81 patients with CLI within the study period were identified. A total of 31% of patients eventually underwent amputation (25/81). 64% patients presented as high-risk (Class 4).
WIfI Classification and Rates of Amputation
WIfI presentation did not vary significantly in rate of amputation (p=0.113). A significant difference existed only when comparing high risk (class 4) against all other classes (1-3) (p=0.0137, OR 4.23 RR 2.93).

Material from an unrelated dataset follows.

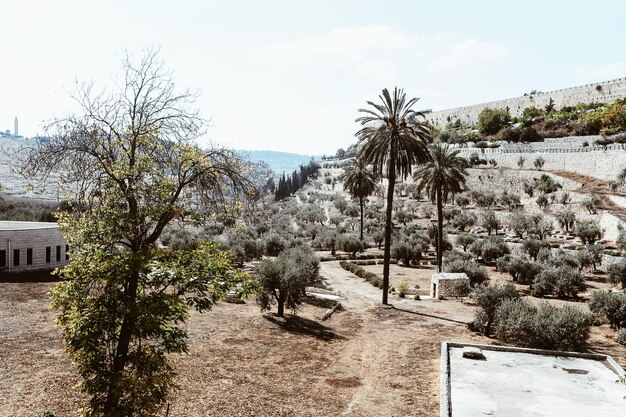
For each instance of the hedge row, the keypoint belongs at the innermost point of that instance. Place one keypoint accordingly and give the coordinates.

TASC II Classification and Rates of Amputation
TASC II infrainguinal lesion classification had a statistically different rate of amputation (p=0.001). In particular, when comparing TASC II A lesions vs TASC II D lesions using Fisher’s Exact Test, TASC II D lesions were 35 times more likely to result in amputation than TASC II A lesions (p=0.012, OR 35).
TASC II Classification and WIfI classification
No combination of infrainguinal TASC II classification with WIfI classification produced any significant association in rates of amputation (p= 0.385).
Increasing WIfI classification severity may not directly correlate with an increased likelihood of major amputation. Classification based on anatomic criteria may have better predictive value. Further work must be done to combine anatomic and clinical classification in order to improve clinical usefulness.